Talking Turkey

Saturday January 14th.

Portsmouth to London is two hours by coach. Or three if you count hunting down your luggage which was accidentally taken by the wrong passenger at the stop before yours.

London to Istanbul is four hours by plane. With me sandwiched between a tall teenage athlete with dirty-blond hair on one side, and a cuddly Japanese guy on the other - dozing off and unknowingly laying his head on my shoulder. Oh the hell of it.

Istanbul airport is, I quickly decided, a victim of nerdthink. That is, it's a place designed according to the needs of designers, as opposed to users. To find the check-in for internal flights, you follow the signs for "Departures" but not "International Departures", until you find signs for "Internal Departures". You then check in not at "Check-in" but "Other Nationalities" if you're not Turkish.

Now, each departure gate is actually two gates, labled A and B, though sometimes they're just be two sides of one desk. Gate 2A on floor 3 is labled 302A...but floor 3 is below floor 2.

The directions in english to the airport mosque are to the "Masjid" - a transliteration of the arabic word.

The flight time information panels don't tell you the flight times. They tell you the time they expect to tell you the flights are about to leave.

Which is announced by an automated female voice on the tannoy, saying "Passengers for the flight ... P ... C ... One ... Zero ... Two ... Eight ... are kindly invited to go to gate ... Three ... Zero ... Two ... B".

There are several tannoys in overlapping areas, sometimes speaking over each other.

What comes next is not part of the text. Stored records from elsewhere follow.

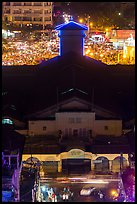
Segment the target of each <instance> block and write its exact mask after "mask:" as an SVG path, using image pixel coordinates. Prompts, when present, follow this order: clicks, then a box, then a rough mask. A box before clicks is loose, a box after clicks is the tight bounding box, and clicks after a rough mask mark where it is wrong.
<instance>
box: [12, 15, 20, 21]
mask: <svg viewBox="0 0 137 204" xmlns="http://www.w3.org/2000/svg"><path fill="white" fill-rule="evenodd" d="M21 20H22V18H21V17H20V16H15V17H14V21H21Z"/></svg>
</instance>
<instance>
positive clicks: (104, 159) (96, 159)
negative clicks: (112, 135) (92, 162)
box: [94, 157, 109, 172]
mask: <svg viewBox="0 0 137 204" xmlns="http://www.w3.org/2000/svg"><path fill="white" fill-rule="evenodd" d="M94 170H95V172H108V171H109V160H108V159H107V158H106V157H98V158H97V159H96V160H95V161H94Z"/></svg>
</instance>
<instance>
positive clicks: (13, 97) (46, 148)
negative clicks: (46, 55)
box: [2, 21, 135, 176]
mask: <svg viewBox="0 0 137 204" xmlns="http://www.w3.org/2000/svg"><path fill="white" fill-rule="evenodd" d="M56 29H57V30H58V32H59V37H60V55H59V56H57V57H54V58H52V59H50V60H48V61H43V62H41V63H40V64H38V65H34V66H27V65H23V66H9V67H6V66H3V69H2V71H3V118H4V119H6V118H12V119H13V121H14V125H15V128H16V131H17V132H19V133H20V134H23V135H26V138H27V139H26V143H25V148H24V152H23V157H22V160H23V161H27V162H28V161H30V160H33V161H34V162H38V161H40V163H41V164H42V165H41V175H43V176H44V175H45V174H46V173H47V172H64V173H72V172H73V171H74V172H76V171H77V172H78V171H79V172H82V173H85V172H90V171H96V172H98V171H104V172H110V171H113V172H119V171H120V170H121V169H122V168H125V167H126V166H127V165H129V161H128V154H129V153H130V151H131V149H130V145H129V143H128V140H127V137H126V135H127V134H129V132H132V130H133V127H134V68H135V67H134V65H127V66H125V65H115V66H109V65H106V64H104V63H101V62H99V61H97V60H94V59H92V58H89V57H87V56H85V55H84V50H83V47H84V46H83V45H84V37H85V34H84V31H85V30H87V27H86V26H83V25H81V24H78V23H76V22H74V21H70V22H69V23H65V24H61V25H59V26H57V27H56ZM129 66H130V68H131V69H128V68H127V67H129ZM110 67H111V68H110ZM131 120H133V123H132V124H131V126H130V128H128V129H127V128H126V127H125V123H128V121H131ZM131 135H132V134H131Z"/></svg>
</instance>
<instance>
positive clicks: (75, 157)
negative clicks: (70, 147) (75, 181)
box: [62, 149, 91, 174]
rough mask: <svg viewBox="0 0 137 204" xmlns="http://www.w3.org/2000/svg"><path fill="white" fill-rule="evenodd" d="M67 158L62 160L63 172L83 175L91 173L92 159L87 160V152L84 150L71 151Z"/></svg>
mask: <svg viewBox="0 0 137 204" xmlns="http://www.w3.org/2000/svg"><path fill="white" fill-rule="evenodd" d="M66 156H67V157H66V158H63V159H62V172H64V173H67V174H71V173H73V174H75V173H76V174H77V173H78V174H82V173H88V172H89V171H91V159H88V158H85V152H84V151H83V150H82V149H71V150H70V151H68V152H67V155H66Z"/></svg>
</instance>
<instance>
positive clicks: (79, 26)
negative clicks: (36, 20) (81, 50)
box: [55, 21, 88, 30]
mask: <svg viewBox="0 0 137 204" xmlns="http://www.w3.org/2000/svg"><path fill="white" fill-rule="evenodd" d="M69 27H71V29H72V30H73V29H78V28H79V30H88V27H87V26H85V25H82V24H79V23H76V22H75V21H69V23H63V24H60V25H58V26H56V27H55V30H65V29H67V28H69ZM69 29H70V28H69ZM71 29H70V30H71Z"/></svg>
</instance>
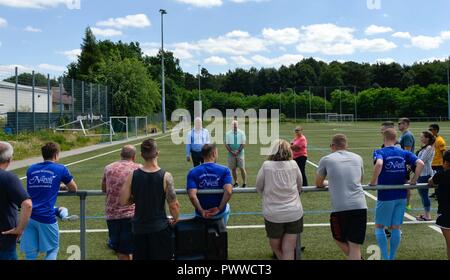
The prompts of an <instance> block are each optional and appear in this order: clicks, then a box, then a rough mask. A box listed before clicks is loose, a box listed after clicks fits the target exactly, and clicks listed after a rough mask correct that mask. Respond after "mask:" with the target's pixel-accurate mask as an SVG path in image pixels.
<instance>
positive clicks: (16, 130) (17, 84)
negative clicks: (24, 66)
mask: <svg viewBox="0 0 450 280" xmlns="http://www.w3.org/2000/svg"><path fill="white" fill-rule="evenodd" d="M18 71H19V70H18V68H17V67H16V86H15V93H16V135H19V88H18V84H19V73H18Z"/></svg>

And some areas employ a woman to act as a mini-tannoy, standing and shouting scripted instructions to passengers. However, I've no idea what these instructions might be, as they don't come with translation.

This kind of thing may be systemic to turkey. My plane ticket managed to calculate from a 45 minute gap between connecting flights and a four hour time difference to a 3.25 hour stopover.

Is that really the symbol for a mosque? Because it looks like something else to me. Not that I'm complaining. They're both places you kneel and worship.